Seminar dan Launching kagamakarir.id PP Kagama-UGM, bertajuk Kesiapan Ketenagakerjaan Indonesia Menghadapi Revolusi Industri 4.0, Sabtu 12 Juni 2021. Foto/Istimewa
AAA
JAKARTA - Secanggih apa pun teknologi, jika seseorang bekerja seperti halnya tombol enter dipencet, lantas apa bedanya manusia dengan mesin? Pertanyaan tersebut disampaikan oleh Analisa Widyaningrum, Psikolog & CEO APDC Indonesia dalam Seminar dan Launching kagamakarir.id PP Kagama-UGM.
Menurut Analisa, interaksi antarmanusia dalam sebuah pekerjaan amatlah penting. Sebuah perusahaan, kata Analisa, hendaknya juga mampu memahami baik secara cerdas, emosi, maupun secara psikologis bahwa akan selalu ada perbedaa dari setiap generasi.
"Kita dukung bersama bagaimana digital native yang dikatakan sebagai generasi yang paling dekat dengan digital transformation ini bisa mampu memiliki tim. Pastikan bagaimana setiap organisasi maupun perusahaan kita sudah siap mendukung transformasi digital," ucapnya.
Pasalnya kata Analisa, betapa pun teknologi itu keren, kalau orang dan kulturnya tidak siap, akhirnya yang muncul adalah budaya kerajaan. Perusahaan tersebut bukan lagi menjadi sebuah universitas yang selalu bertumbuh.
"Kalau kerajaan, artinya semua orang menyelamatkan dirinya, tidak mampu mendukung transformasi digital ini. Jadi percuma. Jadi aset terbesarnya adalah analog atau manusia itu sendiri," jelasnya.
"Karena dalam proses digitalisasi, person yang ada di dalamnya yang mampu membantu kontribusi, serta bagaimana dalam sektor kerja kita mampu beradaptasi," tambahnya.
Selain itu, Analisa menilai pentingnya mindset seseorang untuk terus bisa berevolusi menghadapi Revolusi Industri 4.0. Karena, betapa pun teknologi tiu canggih, mindset yang dibutuhkan adalah bagaimana perusahaan menguatkan mental para pekerjanya.

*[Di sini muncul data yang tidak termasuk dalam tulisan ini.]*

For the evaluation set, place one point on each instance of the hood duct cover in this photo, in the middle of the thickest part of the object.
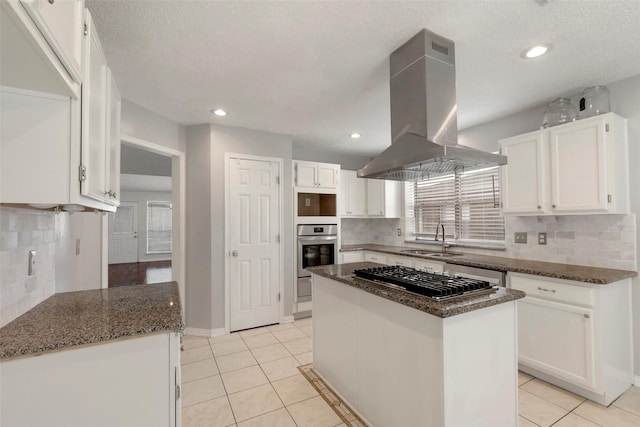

Mental yang dibangun adalah teknologi bukanlah untuk menggantikan peran manusia. Menurut Analisa, Human Touch akan membuat manusia terbantu oleh teknologi.
"Artinya, kita yang harus upgrade kemampuan diri kita untuk mampu agile and inovate mengahadapi apa pun disrupsi ke depan. Aset terbesarnya dari perusahaan itu bukannya teknologi saja. Tapi culture yang dibangun. People yang ada di dalamnya," tegasnya.
Analisa berujar, mental yang sehat bukan melulu tentang halusinasi, atau depresi yang sering kita dengar. Tetapi kondisi mental seseorang yang mampu secara sadar melakukan peran dan tugasnya sehingga mampu berkontribusi.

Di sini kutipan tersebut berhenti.